UW News

October 3, 2002

Sergio Palleroni, Architecture

Oh, the numbing routine of being a student of Sergio Palleroni’s.

In winter, you’re salsa dancing with your Havana crewmates after a day of digging posts for a community hall that you helped design.

Or you might find yourself designing water collectors at a utopian community in southern India, dodging a buffalo on the Cheyenne reservation in Montana, or helping Mexican villagers build the only library within 100 miles.

You emerge from these experiences, says Joshua Distler, one of Palleroni’s graduate students, “incredibly inspired” — not to mention, prepared for just about anything your architectural career might have in store.

But his inspirational effect on students is only one reason why Palleroni, an associate professor of architecture, is the recipient of this year’s S. Sterling Munro Public Service Teaching Award.

Palleroni also is being honored for the way he gets these students to collaborate with residents of the struggling communities they visit — a method that builds pride and self-sufficiency along with much-needed homes, schools and clinics.

“The key is to get students to see problems through the eyes of our clients,” said Palleroni, who started it all shortly after his 1993 arrival at the UW with the innovative Design/Build Mexico program near Cuernavaca (which Palleroni still leads along with architecture colleague Steve Badanes). Annual visits to Cuernavaca from UW students — not just future architects, but also undergraduates and graduate students in forestry, medicine, public affairs and many other fields — have resulted in two elementary schools and a medical clinic, community center and library.

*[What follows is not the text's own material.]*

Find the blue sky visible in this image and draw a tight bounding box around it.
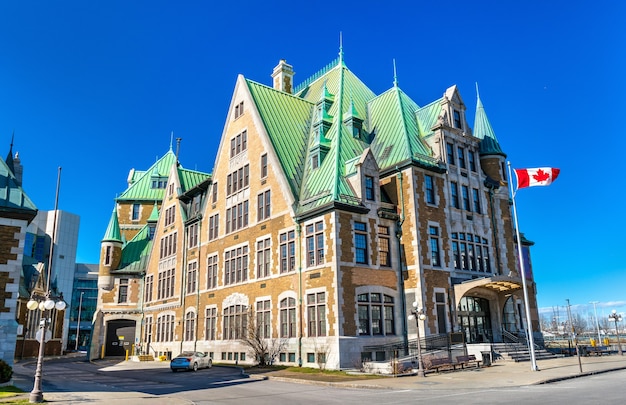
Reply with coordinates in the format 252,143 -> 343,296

“I come from a family of social activists,” says Palleroni, whose microbiologist parents were exiled several times from their native Argentina for political activities that displeased undemocratic, military-backed regimes.

During one such bout of exile, the future UW professor was born in 1955 in Berkeley, Calif., where he later earned his bachelor’s degree in mathematics. His architectural training took place at Oregon and MIT, but Latin America was never far from his thoughts. He first worked in Cuernavaca on a United Nations project there in the 1980s.

Design/Build Mexico — described by architecture and urban planning Dean Emeritus Jerry Finrow as “one of the most important service-learning programs in the field” — has been joined by what would seem an exhausting stream of global projects that Palleroni keeps adding. Collectively known as the UW BaSiC (Building Sustainable Communities) initiative, they share an ethic of creating architecture that is culturally compatible and eco-friendly — rare is the Palleroni project that fails to find a new use for cast-off local materials or to invent some new energy-saving, heat-insulating or waste-treating device along the way.

None of Palleroni’s ventures has garnered more attention than the straw-bale houses for Native Americans he builds each summer in concert with former UW colleague David Riley. Working with tribal communities stretching from Eastern Washington to the Dakotas, Palleroni’s students erect cozy and durable homes from what were largely waste products. Not only are the houses energy-efficient, but the technique can be duplicated by local residents after the students are long gone.

Robert Redford and Oprah Winfrey are not the only supporters who see the project as a fabulous combination of practical need-filling and community empowerment — so does the U.S. Department of Housing and Urban Development, which recently approved straw-bale as potential shelter for the 300,000 homeless Native Americans on reservations.

Sure to excite equal interest is next year’s Palleroni venture along the “AIDS belt” in Africa, where UW students will work near Lake Victoria with local groups to create a birthing center, orphanage and economic-opportunity center.

Nor has Palleroni neglected the University’s back yard. While politicians were bemoaning a 1998 “crisis” in migrant worker housing in Eastern Washington, Palleroni took a dozen students to do something about it — they renovated cabins and built a community center for apple pickers near Tonasket in the Okanogan Valley.

“Architecture has always been a service profession, but it has too often served only those who can afford it,” says Jeffrey Ochsner, chairman of the architecture department. “Professor Palleroni has created programs that are envied by architecture schools across the U.S.”

Student requests to participate, Ochsner says, almost always exceed available places.